Lorsqu’une salariée attend son troisième enfant, la réglementation prévoit une extension significative de la durée du congé maternité par rapport à ses précédentes grossesses. La durée légale s’établit à 26 semaines, soit 10 semaines supplémentaires par rapport aux deux premières. Ce congé se divise en deux périodes fondamentales : 8 semaines avant la date présumée d’accouchement (congé prénatal) et 18 semaines après la naissance (congé postnatal). Les employeurs doivent anticiper cette absence allongée dès la déclaration de grossesse afin d’organiser au mieux le remplacement ou la réorganisation de leur personnel.

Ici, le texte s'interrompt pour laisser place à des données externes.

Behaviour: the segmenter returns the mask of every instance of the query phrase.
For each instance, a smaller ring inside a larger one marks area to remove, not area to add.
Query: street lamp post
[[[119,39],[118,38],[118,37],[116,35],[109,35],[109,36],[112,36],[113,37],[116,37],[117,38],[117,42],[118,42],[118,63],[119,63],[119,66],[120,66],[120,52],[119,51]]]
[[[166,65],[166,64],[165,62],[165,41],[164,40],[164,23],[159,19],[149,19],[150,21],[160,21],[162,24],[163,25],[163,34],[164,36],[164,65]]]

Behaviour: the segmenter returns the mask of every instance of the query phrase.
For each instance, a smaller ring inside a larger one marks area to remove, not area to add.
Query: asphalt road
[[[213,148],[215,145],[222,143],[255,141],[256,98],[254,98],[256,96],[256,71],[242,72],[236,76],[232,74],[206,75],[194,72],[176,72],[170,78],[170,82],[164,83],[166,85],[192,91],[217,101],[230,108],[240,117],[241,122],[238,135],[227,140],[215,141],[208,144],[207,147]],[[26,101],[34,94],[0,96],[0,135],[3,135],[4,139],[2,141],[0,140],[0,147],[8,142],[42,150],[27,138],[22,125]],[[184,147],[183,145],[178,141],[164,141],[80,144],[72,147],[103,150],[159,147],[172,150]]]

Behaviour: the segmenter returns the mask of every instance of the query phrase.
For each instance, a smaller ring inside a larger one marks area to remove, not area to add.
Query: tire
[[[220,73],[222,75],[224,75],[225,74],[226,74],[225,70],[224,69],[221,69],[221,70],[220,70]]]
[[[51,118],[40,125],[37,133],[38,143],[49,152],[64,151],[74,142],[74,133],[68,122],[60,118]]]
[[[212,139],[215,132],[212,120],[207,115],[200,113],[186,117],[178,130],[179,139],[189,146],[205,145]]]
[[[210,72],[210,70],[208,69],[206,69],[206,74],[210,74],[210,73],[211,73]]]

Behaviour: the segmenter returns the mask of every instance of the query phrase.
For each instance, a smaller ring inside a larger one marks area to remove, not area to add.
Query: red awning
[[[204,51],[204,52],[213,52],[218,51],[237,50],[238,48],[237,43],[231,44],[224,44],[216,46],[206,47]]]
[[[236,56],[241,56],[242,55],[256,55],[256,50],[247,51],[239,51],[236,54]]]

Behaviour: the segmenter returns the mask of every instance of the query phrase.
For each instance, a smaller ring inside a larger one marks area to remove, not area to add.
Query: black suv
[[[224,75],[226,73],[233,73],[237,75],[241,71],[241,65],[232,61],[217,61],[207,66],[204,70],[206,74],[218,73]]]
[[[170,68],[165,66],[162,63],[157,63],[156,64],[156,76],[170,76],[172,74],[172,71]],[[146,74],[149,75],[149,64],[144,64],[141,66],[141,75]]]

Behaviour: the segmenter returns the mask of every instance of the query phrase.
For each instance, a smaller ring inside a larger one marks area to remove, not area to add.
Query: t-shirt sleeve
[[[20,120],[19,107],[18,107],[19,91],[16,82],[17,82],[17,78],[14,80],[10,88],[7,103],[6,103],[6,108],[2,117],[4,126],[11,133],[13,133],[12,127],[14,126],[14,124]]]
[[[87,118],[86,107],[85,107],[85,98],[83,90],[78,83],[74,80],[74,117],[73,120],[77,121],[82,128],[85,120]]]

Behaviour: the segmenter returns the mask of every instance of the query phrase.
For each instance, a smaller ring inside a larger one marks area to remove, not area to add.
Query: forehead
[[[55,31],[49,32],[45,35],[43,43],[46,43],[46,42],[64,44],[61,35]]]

Le tableau comparatif établit par l’article L331-3 du Code de la Sécurité sociale permet d’anticiper précisément la durée de l’absence selon le rang de l’enfant. Pour un troisième enfant ou plus, une salariée bénéficie de 8 semaines de congé prénatal et de 18 semaines postnatales, totalisant ainsi 26 semaines d’absence. En cas de grossesse multiple (jumeaux, triplés ou plus), ces durées sont augmentées, et la règle des rangs ne s’applique plus : elle bénéficie alors directement d’un congé d’environ 8 mois, soit 34 à 46 semaines en fonction du nombre d’enfants.
Une gestion RH proactive et adaptée est essentielle pour faire face à ces absences prolongées, tout en garantissant la protection et le soutien des salariées durant cette période cruciale.
La date de début du congé prénatal est automatique : elle intervient 8 semaines avant la date présumée d’accouchement, cette date étant précisée sur le certificat médical remis par la salariée. En pratique, il est conseillé aux employeurs d’anticiper cette déclaration dès le cinquième mois de grossesse pour garantir une organisation optimale. La salariée doit informer l’employeur au moins 15 jours à l’avance, mais il est recommandé de prévoir une préparation dès la confirmation du grossesse. La loi impose également aux employeurs d’accepter cette date de départ et de ne pas solliciter la salariée durant son congé, tout en préparant l’attestation de salaire pour la sécurité sociale.
En cas de besoin médical, la salariée peut demander un report partiel du congé prénatal à condition d’obtenir l’accord de son médecin, dans la limite de trois semaines. Cela lui permet, par exemple, de commencer le congé plus tard ou de le repartir différemment entre prénatal et postnatal. La possibilité de départ anticipé existe aussi en cas de complications médicales, permettant un congé pathologique jusqu’à deux semaines avant la date prévue d’accouchement. Ces modalités doivent toutefois respecter un cadre précis pour assurer la continuité et la conformité du dispositif.
La différence majeure pour un troisième enfant réside dans la durée du congé. Alors que pour les premiers deux enfants, la durée totale est de 16 semaines, elle atteint désormais 26 semaines, imposant une gestion RH renforcée. Ce changement implique la nécessité de prévoir des remplacements à long terme, éventuellement par des CDD ou des solutions d’intérim, ainsi que d’organiser un suivi particulier lors du retour, notamment par un entretien professionnel obligatoire si la durée de l’absence dépasse six mois. La gestion de ces absences prolongées doit être anticipée pour minimiser l’impact sur l’activité et garantir une reprise sereine pour la salariée dans un contexte légal protecteur.